La commercialisation débridée de la microfinance
Les critiques fustigent les excès d'une commercialisation débridée de la microfinance. Au terme d'une phase de lancement, les établissements de crédit et caisses d'épargne que soutient l'aide suisse au développement sont eux aussi censés être efficaces et couvrir leurs coûts. Ils doivent s'affranchir de l'aide au développement et offrir durablement une large palette de services financiers à un maximum de clients. Mais la commercialisation n'est pas sans danger. On le voit clairement depuis quelques mois, avec la crise de la microfinance et ses conséquences politiques dans l'Etat fédéral indien d'Andra Pradesh. Une concurrence malsaine sur un marché du crédit en progression exponentielle a conduit à des octrois de crédits incertains. D'où un surendettement de nombreux petits emprunteurs et une rupture généralisée des remboursements.

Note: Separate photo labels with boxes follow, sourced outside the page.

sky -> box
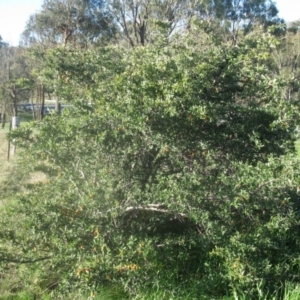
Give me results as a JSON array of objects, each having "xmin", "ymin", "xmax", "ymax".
[{"xmin": 0, "ymin": 0, "xmax": 300, "ymax": 46}]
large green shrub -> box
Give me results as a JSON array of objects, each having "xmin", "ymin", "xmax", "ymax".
[{"xmin": 0, "ymin": 31, "xmax": 300, "ymax": 298}]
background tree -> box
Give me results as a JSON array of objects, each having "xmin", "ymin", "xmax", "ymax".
[
  {"xmin": 0, "ymin": 46, "xmax": 33, "ymax": 116},
  {"xmin": 23, "ymin": 0, "xmax": 116, "ymax": 48},
  {"xmin": 0, "ymin": 33, "xmax": 300, "ymax": 298}
]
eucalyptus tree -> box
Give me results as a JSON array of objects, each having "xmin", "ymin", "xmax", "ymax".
[{"xmin": 23, "ymin": 0, "xmax": 116, "ymax": 48}]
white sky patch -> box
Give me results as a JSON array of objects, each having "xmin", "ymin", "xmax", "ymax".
[
  {"xmin": 0, "ymin": 0, "xmax": 43, "ymax": 46},
  {"xmin": 274, "ymin": 0, "xmax": 300, "ymax": 22},
  {"xmin": 0, "ymin": 0, "xmax": 300, "ymax": 46}
]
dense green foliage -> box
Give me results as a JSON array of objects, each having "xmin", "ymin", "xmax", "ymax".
[
  {"xmin": 0, "ymin": 0, "xmax": 300, "ymax": 299},
  {"xmin": 0, "ymin": 27, "xmax": 300, "ymax": 299}
]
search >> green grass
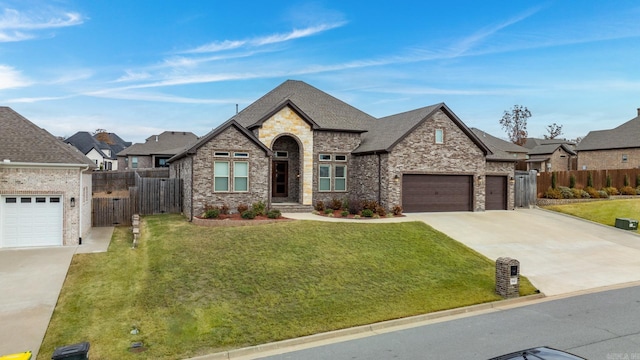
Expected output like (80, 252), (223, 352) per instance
(38, 215), (535, 360)
(544, 199), (640, 232)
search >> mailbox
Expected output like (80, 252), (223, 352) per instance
(496, 257), (520, 299)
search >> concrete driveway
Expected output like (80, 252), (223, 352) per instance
(407, 209), (640, 296)
(0, 227), (113, 359)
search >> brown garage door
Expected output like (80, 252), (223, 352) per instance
(402, 174), (473, 212)
(485, 176), (507, 210)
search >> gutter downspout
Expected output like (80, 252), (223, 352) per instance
(78, 165), (89, 245)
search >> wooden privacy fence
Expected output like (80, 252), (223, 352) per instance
(92, 173), (182, 226)
(538, 169), (640, 197)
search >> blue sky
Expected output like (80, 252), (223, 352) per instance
(0, 0), (640, 142)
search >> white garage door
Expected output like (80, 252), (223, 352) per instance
(0, 195), (62, 248)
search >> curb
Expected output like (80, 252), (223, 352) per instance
(186, 293), (546, 360)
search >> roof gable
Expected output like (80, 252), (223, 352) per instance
(169, 119), (271, 162)
(0, 106), (95, 168)
(233, 80), (375, 132)
(354, 103), (491, 155)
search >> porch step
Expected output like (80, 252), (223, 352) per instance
(271, 203), (313, 213)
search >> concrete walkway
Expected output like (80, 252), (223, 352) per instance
(0, 227), (113, 359)
(283, 209), (640, 296)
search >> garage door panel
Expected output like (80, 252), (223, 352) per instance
(402, 174), (473, 212)
(485, 176), (507, 210)
(0, 195), (63, 247)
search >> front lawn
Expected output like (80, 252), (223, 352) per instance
(38, 215), (535, 360)
(544, 199), (640, 232)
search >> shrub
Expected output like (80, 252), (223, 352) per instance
(620, 186), (636, 195)
(558, 186), (575, 199)
(584, 186), (600, 199)
(251, 201), (267, 215)
(237, 204), (249, 214)
(542, 187), (562, 199)
(376, 206), (387, 216)
(240, 210), (256, 220)
(362, 209), (373, 217)
(329, 198), (342, 210)
(203, 208), (220, 219)
(349, 199), (363, 214)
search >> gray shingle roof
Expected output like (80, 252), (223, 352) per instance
(233, 80), (375, 132)
(576, 116), (640, 151)
(0, 106), (95, 168)
(117, 131), (198, 156)
(471, 128), (529, 161)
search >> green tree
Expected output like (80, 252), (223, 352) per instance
(500, 105), (531, 145)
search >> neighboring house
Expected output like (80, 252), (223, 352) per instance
(64, 131), (131, 170)
(169, 80), (514, 219)
(117, 131), (198, 170)
(576, 109), (640, 170)
(524, 138), (578, 172)
(0, 107), (95, 248)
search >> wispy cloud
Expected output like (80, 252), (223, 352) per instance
(178, 21), (346, 54)
(0, 64), (32, 90)
(0, 8), (85, 42)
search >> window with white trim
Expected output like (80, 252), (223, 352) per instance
(213, 161), (229, 192)
(233, 161), (249, 192)
(435, 129), (444, 144)
(318, 164), (331, 191)
(333, 165), (347, 191)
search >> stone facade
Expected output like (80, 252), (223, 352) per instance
(0, 166), (92, 245)
(171, 127), (270, 219)
(578, 148), (640, 170)
(486, 161), (515, 209)
(381, 111), (486, 211)
(313, 131), (360, 204)
(258, 107), (314, 205)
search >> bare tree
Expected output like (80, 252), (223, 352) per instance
(500, 105), (531, 145)
(544, 123), (562, 139)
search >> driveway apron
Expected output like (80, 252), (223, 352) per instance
(407, 209), (640, 296)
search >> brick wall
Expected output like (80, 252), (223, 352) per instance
(578, 148), (640, 170)
(0, 167), (91, 245)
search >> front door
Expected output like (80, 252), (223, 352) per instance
(271, 161), (289, 197)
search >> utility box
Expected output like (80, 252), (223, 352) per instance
(51, 342), (89, 360)
(496, 257), (520, 299)
(616, 218), (638, 230)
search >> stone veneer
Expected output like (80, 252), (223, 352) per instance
(578, 148), (640, 170)
(258, 107), (314, 205)
(170, 126), (271, 219)
(381, 111), (486, 211)
(0, 166), (91, 245)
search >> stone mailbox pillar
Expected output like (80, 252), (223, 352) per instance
(496, 257), (520, 299)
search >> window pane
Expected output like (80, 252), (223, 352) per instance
(213, 161), (229, 177)
(319, 179), (331, 191)
(320, 165), (331, 177)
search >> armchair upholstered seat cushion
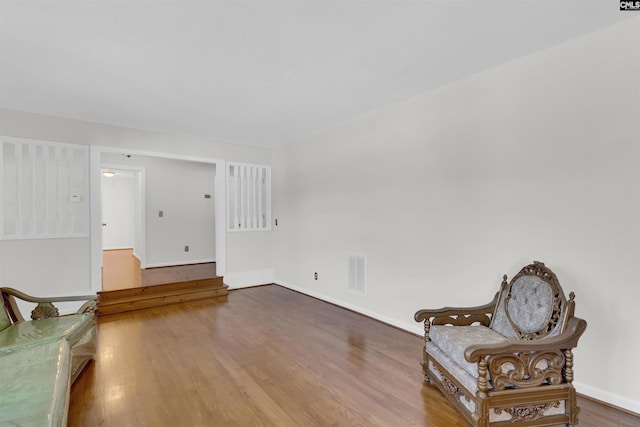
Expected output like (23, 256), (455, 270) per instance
(0, 340), (71, 427)
(0, 288), (97, 382)
(0, 313), (94, 353)
(427, 325), (507, 378)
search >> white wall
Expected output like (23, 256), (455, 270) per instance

Cette évolution repose notamment sur les stratégies des investisseurs et des établissements de microfinance, qui visent avant tout la croissance rapide avec un maximum de rendement à la clé. Cette politique, dont le seul but est de faire fructifier la vente de crédits, a pour effet le surendettement des clients pauvres. Elle néglige complètement le service à la clientèle, la qualité de l'épargne et le développement à long terme d'établissements financiers solides. Le manque de transparence dans l'établissement des taux d'intérêt, auquel s'ajoutent des taux de remboursement et d'intérêt aberrants, nuit à la réputation de la microfinance et sape la confiance des clients. De plus, différentes évaluations ont relativisé l'impact et les attentes excessives posées à la microfinance.
Des mesures doivent donc effectivement être prises, ne serait-ce que pour éviter de faire le lit du populisme et prévenir les excès de zèle du législateur, dont les clients de la microfinance font les frais. Mais ces controverses planétaires soulignent aussi l'importance économique et politique des systèmes financiers. L'«industrie de la microfinance» brasse aujourd'hui des milliards. Dans ce secteur, les gestionnaires de fonds domiciliés en Suisse sont parmi les premiers au monde. Là aussi, les promoteurs de la microfinance devraient se poser des questions.
Prendre en compte les critiques de la microfinance
Malgré toutes ces critiques, personne ne peut contester l'apport que représentent les caisses d'épargne, les assurances et les services de transfert d'argent et de crédit de qualité professionnelle. Dans de nombreux pays du Sud, l'offre de services financiers adaptés aux besoins est encore rudimentaire. L'État indien d'Andra Pradesh représente à cet égard un cas d'école: 82% des ménages ont contracté plusieurs dettes auprès de prêteurs privés et s'acquittent de remboursements bien supérieurs aux taux d'intérêt des établissements de microcrédit. L'épargne est peu développée et représente encore trop rarement une source de refinancement.
Pour la coopération suisse au développement, les établissements de microfinance restent donc des rouages essentiels du développement économique et social des pays. A eux seuls, ils ne suffiront certes pas à éradiquer la pauvreté, mais ils représentent un pas important en ce sens. L'objectif pour les années à venir est donc de continuer à développer l'accès, la diversité et l'efficacité des services financiers dans les régions défavorisées et parmi les populations pauvres. Parallèlement, les critiques de la microfinance, qui se justifient, doivent être prises en compte, notamment dans la sélection et le suivi des partenaires du Sud, de l'Est et de Suisse, sur la base de conventions sans équivoque.